I skimmed it too, but it didn't seem to fit.


- In my search for a mock implementation of the servlet classes, I came along MockObjects (http://www.mockobjects.com). They have mock objects for much of the Java API, however, their approach didn't really fit into what I was trying to do. Basically, you are supposed to pre-program the mock objects to expect certain method calls (e.g. getHeader should be called with such and such parameters, then getSession should be called, etc). Since I just wanted mock objects good enough to masquerade as a servlet container and get the output from Cocoon, this was not very helpful. However, perhaps a similar methodology could be adapted where you could pass in the expected XML for each pipeline step -- I think you had this idea in our previous exchanges.

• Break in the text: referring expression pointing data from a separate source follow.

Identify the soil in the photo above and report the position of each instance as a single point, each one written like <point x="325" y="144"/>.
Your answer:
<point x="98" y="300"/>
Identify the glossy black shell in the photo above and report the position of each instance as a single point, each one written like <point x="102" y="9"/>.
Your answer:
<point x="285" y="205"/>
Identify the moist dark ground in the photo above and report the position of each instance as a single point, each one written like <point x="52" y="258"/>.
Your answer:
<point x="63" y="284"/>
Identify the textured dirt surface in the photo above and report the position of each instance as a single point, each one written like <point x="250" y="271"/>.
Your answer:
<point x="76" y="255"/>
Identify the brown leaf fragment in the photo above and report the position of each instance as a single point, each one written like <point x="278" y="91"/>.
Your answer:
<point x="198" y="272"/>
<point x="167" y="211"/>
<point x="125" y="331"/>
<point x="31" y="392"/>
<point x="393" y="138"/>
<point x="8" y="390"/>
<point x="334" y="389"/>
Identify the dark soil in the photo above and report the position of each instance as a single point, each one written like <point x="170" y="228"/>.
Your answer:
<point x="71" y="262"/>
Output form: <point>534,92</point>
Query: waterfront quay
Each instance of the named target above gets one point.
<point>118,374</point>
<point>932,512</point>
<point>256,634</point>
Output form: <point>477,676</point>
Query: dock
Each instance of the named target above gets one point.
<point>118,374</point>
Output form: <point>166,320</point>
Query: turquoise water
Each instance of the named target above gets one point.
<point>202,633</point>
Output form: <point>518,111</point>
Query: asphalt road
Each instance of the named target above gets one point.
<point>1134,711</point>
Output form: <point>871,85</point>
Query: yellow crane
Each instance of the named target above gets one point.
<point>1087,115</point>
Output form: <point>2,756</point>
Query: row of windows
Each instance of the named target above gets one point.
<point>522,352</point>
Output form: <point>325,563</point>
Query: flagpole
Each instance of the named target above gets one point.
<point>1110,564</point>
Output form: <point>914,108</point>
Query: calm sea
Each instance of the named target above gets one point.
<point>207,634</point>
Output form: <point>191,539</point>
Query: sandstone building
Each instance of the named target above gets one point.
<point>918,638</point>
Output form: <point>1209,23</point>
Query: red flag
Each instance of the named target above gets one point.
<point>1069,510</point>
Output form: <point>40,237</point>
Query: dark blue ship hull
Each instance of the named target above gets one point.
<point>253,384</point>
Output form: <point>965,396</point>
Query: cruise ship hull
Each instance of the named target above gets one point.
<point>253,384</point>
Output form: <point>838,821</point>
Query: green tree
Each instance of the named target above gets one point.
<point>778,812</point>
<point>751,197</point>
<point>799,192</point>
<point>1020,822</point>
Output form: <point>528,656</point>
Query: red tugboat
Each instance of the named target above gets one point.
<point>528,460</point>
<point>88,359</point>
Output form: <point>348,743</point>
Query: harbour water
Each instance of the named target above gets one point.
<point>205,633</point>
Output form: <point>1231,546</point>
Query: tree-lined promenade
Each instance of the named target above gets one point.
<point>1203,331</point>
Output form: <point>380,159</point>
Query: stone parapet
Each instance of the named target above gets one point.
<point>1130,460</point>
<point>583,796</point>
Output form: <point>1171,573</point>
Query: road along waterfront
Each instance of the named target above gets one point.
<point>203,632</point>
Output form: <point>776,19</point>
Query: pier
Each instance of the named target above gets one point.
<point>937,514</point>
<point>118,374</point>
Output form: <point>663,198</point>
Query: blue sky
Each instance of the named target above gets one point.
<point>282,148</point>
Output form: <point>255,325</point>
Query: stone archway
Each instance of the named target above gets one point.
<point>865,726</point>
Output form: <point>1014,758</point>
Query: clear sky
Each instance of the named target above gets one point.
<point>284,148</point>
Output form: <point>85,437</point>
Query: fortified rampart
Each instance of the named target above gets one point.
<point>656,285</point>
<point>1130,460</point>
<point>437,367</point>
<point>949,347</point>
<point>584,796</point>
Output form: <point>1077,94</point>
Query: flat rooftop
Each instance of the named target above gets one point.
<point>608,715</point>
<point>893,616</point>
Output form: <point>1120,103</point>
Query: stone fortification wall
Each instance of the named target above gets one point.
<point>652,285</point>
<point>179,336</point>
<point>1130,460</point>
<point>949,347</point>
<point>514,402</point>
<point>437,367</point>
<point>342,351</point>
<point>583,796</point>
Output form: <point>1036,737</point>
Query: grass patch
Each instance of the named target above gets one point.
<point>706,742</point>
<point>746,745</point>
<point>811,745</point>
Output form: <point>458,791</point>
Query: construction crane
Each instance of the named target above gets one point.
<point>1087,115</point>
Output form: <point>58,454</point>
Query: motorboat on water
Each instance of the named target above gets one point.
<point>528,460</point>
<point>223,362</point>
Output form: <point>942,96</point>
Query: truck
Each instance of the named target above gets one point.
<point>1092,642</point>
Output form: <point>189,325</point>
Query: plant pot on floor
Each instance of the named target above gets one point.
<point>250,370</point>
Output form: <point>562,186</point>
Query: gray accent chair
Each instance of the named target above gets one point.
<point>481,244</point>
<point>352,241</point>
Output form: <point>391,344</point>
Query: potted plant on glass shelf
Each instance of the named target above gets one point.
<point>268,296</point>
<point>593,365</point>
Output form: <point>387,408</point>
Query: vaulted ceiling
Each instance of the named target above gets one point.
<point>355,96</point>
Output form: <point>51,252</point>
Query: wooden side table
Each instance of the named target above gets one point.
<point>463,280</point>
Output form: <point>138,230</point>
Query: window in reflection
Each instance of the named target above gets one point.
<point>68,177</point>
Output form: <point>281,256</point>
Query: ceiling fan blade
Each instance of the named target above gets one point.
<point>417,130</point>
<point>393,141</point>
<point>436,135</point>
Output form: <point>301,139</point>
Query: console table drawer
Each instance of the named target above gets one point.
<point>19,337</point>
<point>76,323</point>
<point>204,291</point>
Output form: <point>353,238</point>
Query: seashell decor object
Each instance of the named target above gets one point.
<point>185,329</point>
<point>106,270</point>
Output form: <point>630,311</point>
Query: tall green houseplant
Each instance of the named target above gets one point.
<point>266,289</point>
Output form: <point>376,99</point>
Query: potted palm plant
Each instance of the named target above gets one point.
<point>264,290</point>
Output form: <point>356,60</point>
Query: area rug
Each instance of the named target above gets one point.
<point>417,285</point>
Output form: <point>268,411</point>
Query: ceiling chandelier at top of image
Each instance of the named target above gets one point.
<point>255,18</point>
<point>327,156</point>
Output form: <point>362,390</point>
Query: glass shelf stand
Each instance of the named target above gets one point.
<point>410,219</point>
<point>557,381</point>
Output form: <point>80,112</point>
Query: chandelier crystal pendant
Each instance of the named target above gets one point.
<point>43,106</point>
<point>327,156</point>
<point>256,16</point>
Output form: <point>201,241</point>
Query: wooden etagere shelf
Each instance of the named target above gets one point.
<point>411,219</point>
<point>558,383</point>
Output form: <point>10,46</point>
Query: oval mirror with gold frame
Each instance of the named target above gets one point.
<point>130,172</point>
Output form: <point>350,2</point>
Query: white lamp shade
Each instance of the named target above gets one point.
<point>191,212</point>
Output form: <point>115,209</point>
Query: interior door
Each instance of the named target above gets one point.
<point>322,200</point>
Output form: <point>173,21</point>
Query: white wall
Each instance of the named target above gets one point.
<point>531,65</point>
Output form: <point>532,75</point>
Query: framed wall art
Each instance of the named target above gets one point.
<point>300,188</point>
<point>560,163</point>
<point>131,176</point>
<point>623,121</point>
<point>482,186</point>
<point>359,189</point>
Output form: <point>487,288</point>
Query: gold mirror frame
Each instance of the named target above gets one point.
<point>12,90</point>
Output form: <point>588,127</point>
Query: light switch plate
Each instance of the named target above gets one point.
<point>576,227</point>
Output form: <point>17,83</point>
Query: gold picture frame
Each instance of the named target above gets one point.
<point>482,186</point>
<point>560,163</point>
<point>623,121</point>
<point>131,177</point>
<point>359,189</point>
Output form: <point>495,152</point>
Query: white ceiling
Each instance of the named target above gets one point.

I haven't thought about this side of things that much - I guess I would create my own objects that implement o.a.c.environment.Request/Response, etc, e.g. HTTPUnitTestEnvironment, rather than using mocks.


And finally, on a somewhat unrelated subject, one thing that I've always wanted Cocoon to do may be possible if support for collecting the XML at each pipeline step is added. To aid in debugging, I think it would be very helpful to switch on some kind of debug mode, that would cause a trace of what pipeline steps where executed and the state of the XML at each step to be printed out at the bottom of each page you output to the browser. This way it is easy for a developer to see the path though the pipelines the request took, as well as a snapshot of the XML each step of the way.

I've never looked at it (and probably should), but I think the logTransformer does that, although it isn't transparent, which is what I'm proposing.


Thanks for taking the time to respond to my message. I suspect that if we work together on this one, we could come up with something really neat.